Quando foi novamente revirada, a enfermeira enfiou pedaços de algodão em sua boca, e depois em seu nariz, e orelha. Sentiu-se sufocada. O medo cresceu quando viu que a enfermeira, junto à mãe, vinha lhe fechar os olhos. Ali, percebeu que era o fim. Estava morta para todos, e mal conseguia protestar. Morreria por acharem que já estava morta há muito tempo. Ironia. Sentiu as mãos de sua mãe e da enfermeira e enrolarem numa espécie de cobertor. Então lembrou-se de que o costume, no interior do nordeste, era enterrar os mortos não em caixões, mas em redes de descanso. Sentiu ser transportada para outro lugar, mas desmaiou novamente.
Após algumas horas, acordou. E conseguiu abrir os olhos, finalmente. Mas já era tarde. Ela sentia seu corpo ser esmagado, provavelmente já estava debaixo da terra. Tentou mexer os braços, mas o peso era muito. Arranjou forças de onde não tinha e conseguiu se desembrulhar daquele pano, agora não era mais prisioneira do próprio corpo, mas da terra. Puxava, desesperadamente, a terra para baixo, tentando subir naquela escuridão.

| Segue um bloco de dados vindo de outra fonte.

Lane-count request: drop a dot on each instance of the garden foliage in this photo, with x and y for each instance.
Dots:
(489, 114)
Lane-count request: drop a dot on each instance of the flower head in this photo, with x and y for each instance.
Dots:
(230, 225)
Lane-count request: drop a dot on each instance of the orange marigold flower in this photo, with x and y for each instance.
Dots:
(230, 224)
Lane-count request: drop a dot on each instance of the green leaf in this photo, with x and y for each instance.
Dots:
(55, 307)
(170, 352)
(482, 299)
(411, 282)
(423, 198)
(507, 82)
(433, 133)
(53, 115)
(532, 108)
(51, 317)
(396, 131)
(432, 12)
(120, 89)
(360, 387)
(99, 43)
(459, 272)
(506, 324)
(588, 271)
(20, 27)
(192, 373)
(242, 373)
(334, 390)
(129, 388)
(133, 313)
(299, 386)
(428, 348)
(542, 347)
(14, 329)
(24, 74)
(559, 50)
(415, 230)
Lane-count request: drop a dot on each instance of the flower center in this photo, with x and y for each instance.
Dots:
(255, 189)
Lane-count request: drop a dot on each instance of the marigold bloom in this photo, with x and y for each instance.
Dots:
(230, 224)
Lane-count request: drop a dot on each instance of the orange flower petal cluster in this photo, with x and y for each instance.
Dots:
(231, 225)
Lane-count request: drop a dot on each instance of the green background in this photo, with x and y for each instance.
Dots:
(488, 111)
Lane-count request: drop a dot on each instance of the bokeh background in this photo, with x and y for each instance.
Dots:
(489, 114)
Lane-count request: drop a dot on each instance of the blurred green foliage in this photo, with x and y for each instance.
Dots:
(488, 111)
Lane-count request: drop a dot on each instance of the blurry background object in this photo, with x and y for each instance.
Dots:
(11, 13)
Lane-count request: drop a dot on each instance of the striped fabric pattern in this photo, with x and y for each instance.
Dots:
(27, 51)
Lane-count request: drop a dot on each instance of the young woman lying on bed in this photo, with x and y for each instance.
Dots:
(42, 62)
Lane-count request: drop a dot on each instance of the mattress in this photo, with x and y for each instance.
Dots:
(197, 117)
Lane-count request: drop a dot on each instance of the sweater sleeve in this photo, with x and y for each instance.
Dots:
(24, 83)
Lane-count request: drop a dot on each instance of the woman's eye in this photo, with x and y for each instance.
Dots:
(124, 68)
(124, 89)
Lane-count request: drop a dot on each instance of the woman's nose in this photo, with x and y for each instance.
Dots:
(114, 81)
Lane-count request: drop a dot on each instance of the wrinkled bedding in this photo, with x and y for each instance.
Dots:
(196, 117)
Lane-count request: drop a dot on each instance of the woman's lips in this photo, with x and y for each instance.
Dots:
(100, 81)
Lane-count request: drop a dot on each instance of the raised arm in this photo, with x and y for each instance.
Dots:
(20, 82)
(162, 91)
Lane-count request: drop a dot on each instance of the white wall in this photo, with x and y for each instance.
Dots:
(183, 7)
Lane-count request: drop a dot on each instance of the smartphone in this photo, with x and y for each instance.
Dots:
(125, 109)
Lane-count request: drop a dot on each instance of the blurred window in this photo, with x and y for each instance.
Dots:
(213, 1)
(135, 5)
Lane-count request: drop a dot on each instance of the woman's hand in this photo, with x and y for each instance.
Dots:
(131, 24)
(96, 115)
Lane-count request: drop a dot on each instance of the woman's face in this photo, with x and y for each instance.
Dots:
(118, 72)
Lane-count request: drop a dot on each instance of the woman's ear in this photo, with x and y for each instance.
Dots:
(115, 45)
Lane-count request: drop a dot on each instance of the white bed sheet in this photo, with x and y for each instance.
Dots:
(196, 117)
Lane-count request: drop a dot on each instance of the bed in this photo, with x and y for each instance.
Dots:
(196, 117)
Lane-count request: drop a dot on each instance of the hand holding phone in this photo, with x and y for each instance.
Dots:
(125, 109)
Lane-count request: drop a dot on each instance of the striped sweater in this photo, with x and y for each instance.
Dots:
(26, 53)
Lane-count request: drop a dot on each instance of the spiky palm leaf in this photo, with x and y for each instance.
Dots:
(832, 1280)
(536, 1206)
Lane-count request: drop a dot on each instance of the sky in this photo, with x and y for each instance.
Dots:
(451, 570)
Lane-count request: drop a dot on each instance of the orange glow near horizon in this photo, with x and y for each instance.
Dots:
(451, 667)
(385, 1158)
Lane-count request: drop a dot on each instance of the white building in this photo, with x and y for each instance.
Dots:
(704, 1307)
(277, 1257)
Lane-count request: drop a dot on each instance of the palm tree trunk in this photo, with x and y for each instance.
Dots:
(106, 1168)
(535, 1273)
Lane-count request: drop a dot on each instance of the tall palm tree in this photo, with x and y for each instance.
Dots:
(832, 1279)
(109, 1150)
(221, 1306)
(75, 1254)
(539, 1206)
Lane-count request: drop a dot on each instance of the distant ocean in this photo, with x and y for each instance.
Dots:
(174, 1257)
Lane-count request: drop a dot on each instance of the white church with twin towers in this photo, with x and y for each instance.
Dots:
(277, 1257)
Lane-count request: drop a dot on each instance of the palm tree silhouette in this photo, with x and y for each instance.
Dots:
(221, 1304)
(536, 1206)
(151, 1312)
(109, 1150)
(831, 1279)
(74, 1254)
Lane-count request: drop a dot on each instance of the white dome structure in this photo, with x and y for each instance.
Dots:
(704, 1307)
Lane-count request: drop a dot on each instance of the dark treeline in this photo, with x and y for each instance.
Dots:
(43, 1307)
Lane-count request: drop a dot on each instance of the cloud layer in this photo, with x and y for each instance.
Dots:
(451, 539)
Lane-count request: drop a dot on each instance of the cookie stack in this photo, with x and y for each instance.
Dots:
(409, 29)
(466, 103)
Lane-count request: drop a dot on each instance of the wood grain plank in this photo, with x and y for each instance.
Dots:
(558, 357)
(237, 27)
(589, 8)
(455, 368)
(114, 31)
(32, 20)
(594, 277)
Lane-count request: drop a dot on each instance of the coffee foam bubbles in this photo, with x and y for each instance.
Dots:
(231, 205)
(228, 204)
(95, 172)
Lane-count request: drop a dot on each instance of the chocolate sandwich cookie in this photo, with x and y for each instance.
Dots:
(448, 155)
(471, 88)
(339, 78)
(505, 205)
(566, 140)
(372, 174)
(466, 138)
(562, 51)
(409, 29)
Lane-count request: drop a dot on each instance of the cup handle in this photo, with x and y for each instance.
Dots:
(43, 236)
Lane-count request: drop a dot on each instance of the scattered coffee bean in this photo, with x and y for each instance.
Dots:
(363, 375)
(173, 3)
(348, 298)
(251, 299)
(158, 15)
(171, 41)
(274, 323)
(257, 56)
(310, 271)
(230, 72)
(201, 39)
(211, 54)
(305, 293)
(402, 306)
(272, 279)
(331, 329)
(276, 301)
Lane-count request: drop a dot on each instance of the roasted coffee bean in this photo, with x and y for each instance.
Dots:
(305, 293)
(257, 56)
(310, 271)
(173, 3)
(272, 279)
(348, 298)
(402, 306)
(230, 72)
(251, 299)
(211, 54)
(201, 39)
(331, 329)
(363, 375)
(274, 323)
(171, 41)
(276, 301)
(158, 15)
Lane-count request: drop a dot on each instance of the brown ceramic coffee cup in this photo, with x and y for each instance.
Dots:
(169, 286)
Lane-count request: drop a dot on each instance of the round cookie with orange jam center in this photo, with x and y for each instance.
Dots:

Lembrou-se dos pedaços de algodão, e os removeu de suas narinas e de sua boca com selvageria, arranhando o próprio rosto. Tentou puxar a terra. Mas a terra entrava por sua boca e seu nariz, sufocando-a cada vez mais. Aos poucos, perdia a sua força. Percebeu que não conseguiria sair dali, e chorou. A última coisa que sentiu, antes de sucumbir à morte, foi o ar gélido passando pelas pontas de seus dedos, que alcançaram a superfície.